I Hate Date Processing
Fri Feb 29th 2008, 3:19pm
Today a software project I'm involved in got bit by a bug regarding FTP date processing in the Apache Common Net library (Apache Commons Net implements the client side of many basic Internet protocols. The purpose of the library is to provide fundamental protocol access). I'll quote Johan Vos' blog which summarizes the problem nicely:
I discovered that the FTPFiles that are created get a Date that is obtained by parsing the date provided by the ftp server. The Unix ftp server returns the date in the format "MMM d HH:mm". No year info is supplied. This caused problems, of course, since Feb 29 is not a valid day in the default year 1970.

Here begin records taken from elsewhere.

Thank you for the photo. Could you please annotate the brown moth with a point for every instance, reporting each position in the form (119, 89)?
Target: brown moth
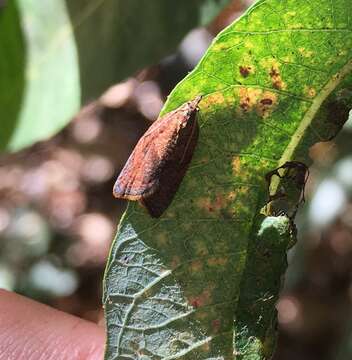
(158, 163)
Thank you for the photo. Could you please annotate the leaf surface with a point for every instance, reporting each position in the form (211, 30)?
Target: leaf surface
(202, 281)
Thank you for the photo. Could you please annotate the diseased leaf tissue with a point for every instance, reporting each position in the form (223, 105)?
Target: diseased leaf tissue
(160, 159)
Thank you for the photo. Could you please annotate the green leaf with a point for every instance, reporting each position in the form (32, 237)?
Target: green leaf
(57, 49)
(201, 282)
(117, 37)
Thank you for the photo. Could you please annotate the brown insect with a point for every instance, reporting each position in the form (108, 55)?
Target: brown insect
(294, 175)
(158, 163)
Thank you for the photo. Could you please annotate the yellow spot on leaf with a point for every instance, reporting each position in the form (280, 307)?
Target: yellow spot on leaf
(249, 98)
(175, 261)
(306, 53)
(196, 266)
(162, 239)
(216, 98)
(310, 92)
(236, 164)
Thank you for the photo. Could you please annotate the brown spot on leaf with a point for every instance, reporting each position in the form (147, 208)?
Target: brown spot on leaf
(310, 92)
(236, 164)
(245, 70)
(266, 101)
(276, 78)
(266, 104)
(216, 324)
(249, 98)
(217, 261)
(196, 266)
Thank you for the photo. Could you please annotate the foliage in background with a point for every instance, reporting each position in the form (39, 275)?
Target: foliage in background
(59, 52)
(185, 286)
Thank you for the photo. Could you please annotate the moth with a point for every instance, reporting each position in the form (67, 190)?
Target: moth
(158, 163)
(290, 195)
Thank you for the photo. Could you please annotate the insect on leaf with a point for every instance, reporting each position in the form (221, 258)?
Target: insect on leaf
(160, 159)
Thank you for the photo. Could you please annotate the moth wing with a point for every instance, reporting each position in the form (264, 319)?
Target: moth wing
(140, 175)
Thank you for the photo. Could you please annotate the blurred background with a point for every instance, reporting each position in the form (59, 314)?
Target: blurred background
(58, 216)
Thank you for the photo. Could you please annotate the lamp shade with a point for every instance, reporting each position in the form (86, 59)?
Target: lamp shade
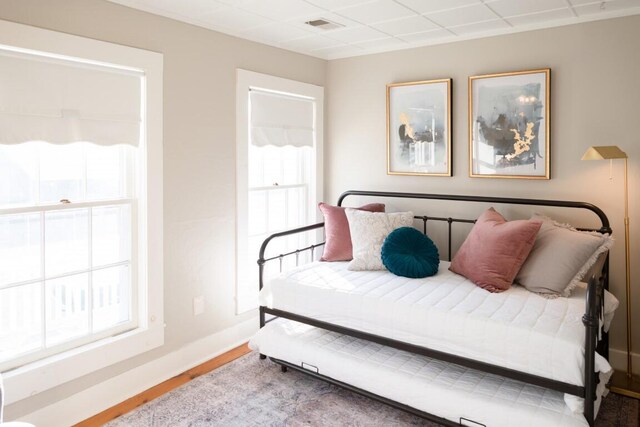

Sigh, date processing just sucks. So I don't blame (much) whoever made that assumption that using 1970 as the default year was okay. And you can bet this will make the prime time news--here come all the y2k jokes all over again.

So since today is a leap day, it's always good to remember the specific formula to use to determine if a year is a leap year:
Every year divisible by 4 is a leap year, unless it's divisible by 100 in which case it's not, unless it's divisible by 400 in which case it is.
This funky formula is expected to keep the Gregorian calendar in sync with the Sun for at least another 4000 years. And if we remember to use it, we can spare future generations from any y2100 bugs. For more details, Wikipedia has (as usual) a good article on the topic.